話しかければ答えてはくれるけど誘いには応じてくれないし、自分を見る目は冷たい。
どころか"殿下のファンの女生徒の皆様に怨まれるのであまり近付きすぎないで下さい"ってお願いされてしまうのだ、凍りついた笑みを貼り付けた彼女に。
だが、ここで引く訳にはいかない。

さっきの猫を助けた時の観察力と行動力、それに見合う魔力、更にそれを制御する能力チカラ__確かに彼女ならば相応しい。
彼女が本当に〝伝説の乙女〟ならば、学園ここにいてもらわなければ困るのだ。
「どうすればいい……?」
もうひとりも、誰に訊くでなく呟いた。



アルフレッドがひとしきり嘆いて去った後、話を聞いていたカミラは年齢に似合わない重い息を吐いた。
アッシュバルトは現在ここには来ていない。というか、ここ最近別行動の事が増えた。
「このままでは生徒会長への指名は難しい」と言われた事がよほどこたえたのか、もっと職務をこなさなければとの思いからか飛び回っている。
別に〝王太子だから〟〝王子だから〟生徒会長、生徒会役員にならなければいけないというわけでない。
一種の慣例というだけだが、「代々の王太子は皆この学園で会長を務めてきたのに自分は不甲斐ない」と思ってしまうのが彼らしいといえばいえるのだが。
因みにギルバートもそんな王太子に付き従っていて今は不在、いるのはミリィとカミラの女子二人だけだった。

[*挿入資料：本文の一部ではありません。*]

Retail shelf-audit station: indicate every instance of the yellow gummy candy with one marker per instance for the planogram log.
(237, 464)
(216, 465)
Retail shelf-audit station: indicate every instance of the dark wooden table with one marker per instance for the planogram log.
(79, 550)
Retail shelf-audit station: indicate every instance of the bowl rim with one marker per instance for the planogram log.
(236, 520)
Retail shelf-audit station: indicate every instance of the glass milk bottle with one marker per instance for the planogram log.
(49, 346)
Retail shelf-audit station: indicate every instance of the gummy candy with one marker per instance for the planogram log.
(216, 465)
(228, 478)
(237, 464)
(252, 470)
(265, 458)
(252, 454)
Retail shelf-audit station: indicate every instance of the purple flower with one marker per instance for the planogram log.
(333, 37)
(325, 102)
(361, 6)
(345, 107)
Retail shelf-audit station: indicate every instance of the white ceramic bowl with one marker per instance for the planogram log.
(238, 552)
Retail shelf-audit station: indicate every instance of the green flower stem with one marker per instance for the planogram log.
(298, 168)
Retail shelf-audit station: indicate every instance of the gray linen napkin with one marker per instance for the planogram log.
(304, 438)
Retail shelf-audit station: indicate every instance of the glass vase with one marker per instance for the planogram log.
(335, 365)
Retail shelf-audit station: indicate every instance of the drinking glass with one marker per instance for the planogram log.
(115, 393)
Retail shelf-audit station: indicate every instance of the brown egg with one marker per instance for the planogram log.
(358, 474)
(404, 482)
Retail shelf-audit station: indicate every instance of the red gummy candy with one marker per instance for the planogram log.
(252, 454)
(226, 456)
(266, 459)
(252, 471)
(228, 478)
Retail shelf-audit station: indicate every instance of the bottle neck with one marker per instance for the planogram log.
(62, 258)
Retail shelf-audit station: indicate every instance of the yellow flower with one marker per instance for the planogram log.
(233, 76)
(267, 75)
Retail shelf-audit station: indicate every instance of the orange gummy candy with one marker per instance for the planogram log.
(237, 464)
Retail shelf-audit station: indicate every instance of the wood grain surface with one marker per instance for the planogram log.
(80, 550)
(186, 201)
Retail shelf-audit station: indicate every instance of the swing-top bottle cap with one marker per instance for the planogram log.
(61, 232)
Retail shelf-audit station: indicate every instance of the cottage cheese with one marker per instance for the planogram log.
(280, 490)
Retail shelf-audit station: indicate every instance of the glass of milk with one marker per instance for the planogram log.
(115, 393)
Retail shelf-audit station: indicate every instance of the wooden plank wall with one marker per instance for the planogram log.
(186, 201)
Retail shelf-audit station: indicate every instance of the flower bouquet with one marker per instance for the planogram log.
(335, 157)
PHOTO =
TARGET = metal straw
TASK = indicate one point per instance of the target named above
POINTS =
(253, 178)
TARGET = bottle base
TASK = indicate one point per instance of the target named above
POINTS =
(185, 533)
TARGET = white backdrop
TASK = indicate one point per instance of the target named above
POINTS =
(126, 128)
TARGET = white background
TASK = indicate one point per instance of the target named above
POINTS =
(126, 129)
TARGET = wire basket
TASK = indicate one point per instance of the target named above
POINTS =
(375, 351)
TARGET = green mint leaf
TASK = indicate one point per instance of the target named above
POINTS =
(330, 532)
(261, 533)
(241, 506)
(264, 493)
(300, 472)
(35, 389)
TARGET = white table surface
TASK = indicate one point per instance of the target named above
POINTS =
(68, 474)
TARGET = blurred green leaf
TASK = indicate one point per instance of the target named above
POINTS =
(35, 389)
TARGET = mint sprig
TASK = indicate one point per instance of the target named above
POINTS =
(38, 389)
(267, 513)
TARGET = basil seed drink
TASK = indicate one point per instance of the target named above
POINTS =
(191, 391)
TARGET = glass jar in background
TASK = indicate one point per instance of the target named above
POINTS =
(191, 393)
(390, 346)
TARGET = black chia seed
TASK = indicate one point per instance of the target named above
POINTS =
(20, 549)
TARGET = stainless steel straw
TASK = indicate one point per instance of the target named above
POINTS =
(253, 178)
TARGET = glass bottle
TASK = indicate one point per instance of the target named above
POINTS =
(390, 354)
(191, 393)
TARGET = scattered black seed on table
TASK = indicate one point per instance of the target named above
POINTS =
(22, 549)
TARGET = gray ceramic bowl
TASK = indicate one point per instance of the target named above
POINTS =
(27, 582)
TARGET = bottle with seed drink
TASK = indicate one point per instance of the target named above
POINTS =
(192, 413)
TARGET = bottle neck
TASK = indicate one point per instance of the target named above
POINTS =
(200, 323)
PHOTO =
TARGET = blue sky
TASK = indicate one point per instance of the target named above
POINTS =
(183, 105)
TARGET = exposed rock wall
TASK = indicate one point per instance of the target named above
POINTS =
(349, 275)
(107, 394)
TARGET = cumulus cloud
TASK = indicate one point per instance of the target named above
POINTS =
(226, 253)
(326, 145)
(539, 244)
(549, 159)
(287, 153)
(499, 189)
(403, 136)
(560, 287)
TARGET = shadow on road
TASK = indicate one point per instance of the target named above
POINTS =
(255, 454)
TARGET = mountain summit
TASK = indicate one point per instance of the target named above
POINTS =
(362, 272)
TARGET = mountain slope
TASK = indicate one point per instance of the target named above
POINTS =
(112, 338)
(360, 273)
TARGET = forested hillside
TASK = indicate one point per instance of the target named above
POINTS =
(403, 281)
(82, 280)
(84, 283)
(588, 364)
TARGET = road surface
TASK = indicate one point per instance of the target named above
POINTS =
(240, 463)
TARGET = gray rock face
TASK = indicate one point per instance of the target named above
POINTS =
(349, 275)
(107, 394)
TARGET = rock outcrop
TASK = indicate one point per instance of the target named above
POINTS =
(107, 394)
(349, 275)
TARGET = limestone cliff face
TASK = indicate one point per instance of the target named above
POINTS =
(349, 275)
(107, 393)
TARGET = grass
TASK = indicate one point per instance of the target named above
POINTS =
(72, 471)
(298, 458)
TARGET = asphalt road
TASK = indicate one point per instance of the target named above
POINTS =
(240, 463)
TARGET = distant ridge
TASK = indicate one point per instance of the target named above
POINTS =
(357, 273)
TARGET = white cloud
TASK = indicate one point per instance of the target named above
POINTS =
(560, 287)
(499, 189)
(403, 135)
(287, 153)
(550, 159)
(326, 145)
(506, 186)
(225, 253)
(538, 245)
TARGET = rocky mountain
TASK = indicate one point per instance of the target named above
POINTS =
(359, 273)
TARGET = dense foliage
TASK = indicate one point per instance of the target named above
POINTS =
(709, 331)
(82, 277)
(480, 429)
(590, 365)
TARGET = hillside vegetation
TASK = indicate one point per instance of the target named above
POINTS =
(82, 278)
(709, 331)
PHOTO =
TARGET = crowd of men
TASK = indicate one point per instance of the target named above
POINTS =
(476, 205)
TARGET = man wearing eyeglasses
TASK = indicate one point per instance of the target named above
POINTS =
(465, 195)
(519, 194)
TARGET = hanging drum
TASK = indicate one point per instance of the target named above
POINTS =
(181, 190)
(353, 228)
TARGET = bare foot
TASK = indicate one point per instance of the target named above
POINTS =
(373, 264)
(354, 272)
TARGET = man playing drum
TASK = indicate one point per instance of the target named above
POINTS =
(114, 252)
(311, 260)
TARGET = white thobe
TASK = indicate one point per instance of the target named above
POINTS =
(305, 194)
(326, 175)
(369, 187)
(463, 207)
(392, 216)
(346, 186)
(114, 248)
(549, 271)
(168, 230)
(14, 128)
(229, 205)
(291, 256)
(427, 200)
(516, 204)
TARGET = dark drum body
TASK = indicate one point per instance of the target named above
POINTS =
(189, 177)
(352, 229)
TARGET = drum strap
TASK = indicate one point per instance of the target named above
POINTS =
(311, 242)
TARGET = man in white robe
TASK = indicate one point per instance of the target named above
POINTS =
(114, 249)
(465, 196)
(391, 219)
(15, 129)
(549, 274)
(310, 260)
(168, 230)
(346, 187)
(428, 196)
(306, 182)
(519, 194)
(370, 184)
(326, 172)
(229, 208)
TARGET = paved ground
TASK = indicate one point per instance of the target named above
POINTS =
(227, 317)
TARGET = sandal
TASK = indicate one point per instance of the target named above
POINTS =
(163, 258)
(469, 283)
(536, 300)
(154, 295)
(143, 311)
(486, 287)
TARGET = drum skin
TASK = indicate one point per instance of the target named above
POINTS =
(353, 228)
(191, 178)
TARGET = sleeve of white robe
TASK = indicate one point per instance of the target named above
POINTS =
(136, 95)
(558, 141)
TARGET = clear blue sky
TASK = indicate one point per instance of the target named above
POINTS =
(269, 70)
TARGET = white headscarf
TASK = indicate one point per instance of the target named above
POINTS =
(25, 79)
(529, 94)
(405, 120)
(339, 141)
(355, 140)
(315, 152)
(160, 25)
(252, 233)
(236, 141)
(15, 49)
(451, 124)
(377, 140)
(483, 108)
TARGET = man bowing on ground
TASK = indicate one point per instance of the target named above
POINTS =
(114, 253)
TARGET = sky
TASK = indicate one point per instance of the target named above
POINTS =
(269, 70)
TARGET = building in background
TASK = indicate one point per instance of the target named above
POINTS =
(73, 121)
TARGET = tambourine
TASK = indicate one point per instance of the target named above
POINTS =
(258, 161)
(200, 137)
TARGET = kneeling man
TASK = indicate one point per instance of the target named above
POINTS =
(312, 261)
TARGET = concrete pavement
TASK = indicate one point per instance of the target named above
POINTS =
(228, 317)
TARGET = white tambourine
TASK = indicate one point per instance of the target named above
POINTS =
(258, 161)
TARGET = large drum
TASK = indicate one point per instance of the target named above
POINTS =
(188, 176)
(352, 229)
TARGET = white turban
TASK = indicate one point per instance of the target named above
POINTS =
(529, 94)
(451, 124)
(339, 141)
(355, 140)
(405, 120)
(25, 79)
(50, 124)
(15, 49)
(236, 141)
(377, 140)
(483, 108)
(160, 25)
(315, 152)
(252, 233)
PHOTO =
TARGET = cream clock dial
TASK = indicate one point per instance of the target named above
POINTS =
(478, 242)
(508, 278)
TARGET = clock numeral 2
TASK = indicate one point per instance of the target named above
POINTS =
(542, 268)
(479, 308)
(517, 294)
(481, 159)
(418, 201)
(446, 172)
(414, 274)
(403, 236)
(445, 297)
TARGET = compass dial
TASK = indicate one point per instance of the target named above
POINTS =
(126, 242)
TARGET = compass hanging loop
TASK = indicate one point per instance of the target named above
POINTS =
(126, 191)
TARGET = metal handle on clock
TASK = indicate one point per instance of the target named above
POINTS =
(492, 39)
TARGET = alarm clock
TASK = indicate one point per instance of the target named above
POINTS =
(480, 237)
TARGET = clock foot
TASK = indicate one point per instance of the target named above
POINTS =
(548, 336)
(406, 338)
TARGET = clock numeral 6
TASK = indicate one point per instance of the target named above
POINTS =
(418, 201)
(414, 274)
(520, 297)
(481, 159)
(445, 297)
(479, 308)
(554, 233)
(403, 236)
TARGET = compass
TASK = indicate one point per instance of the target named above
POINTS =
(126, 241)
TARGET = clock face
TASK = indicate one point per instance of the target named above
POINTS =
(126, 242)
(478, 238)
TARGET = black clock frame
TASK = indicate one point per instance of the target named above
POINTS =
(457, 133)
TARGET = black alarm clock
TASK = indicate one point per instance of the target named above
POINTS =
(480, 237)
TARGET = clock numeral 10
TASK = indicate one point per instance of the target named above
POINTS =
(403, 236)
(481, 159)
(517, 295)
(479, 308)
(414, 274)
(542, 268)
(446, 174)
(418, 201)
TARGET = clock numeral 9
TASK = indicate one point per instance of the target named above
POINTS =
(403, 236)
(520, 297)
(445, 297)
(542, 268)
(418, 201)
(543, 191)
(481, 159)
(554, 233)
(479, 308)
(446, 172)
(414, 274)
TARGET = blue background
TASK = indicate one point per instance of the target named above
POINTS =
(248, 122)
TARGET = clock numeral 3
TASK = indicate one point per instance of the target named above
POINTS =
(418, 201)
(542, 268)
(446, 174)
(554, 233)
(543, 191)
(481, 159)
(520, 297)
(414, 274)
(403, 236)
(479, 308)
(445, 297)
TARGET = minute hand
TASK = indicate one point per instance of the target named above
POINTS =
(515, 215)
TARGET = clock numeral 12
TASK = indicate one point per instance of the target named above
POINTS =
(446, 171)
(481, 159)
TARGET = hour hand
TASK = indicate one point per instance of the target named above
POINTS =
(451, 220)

だが、ミリディアナの思考は別な方向へとんでいるらしく、
「イベントだわ……」
「イベント?」
「そう!ここに至るルートは幾つかあって誰が通りかかるかはその時までわからないのよ!王太子殿下が通りかかった場合、"淑女たるものが人前でする事ではないよ"って注意されるんだけどー…」
「確かに言いそうだけど」
「その後"だが、子猫を速やかに助けようとするその気持ちは尊い"って優しく言うのよ!」
「それちょっと苦しくない?」
「誰が通るにせよ、その後の展開を左右する大事なポイントになるのよ!」
「で?それ、アルフレッドならどーなるわけ?」
「え "可愛い猫だね"ってまず微笑んで……」
「そこは合ってるわね」
「で?ヒロインの反応は?」
「 誰にせよヒロインは"も、申し訳ありません!"て可愛らしく頬を染めるんだけど」
「……ないわー」
「……確かになさそうね」
ミリディアナはしゅんとした。

 

件の黒猫は南寮の寮監のペットとしてノエルと名付けられ、女生徒達のマスコットとして定着し、アリスティアを筆頭として女生徒がしょっちゅう連れ歩く姿が見られるようになった。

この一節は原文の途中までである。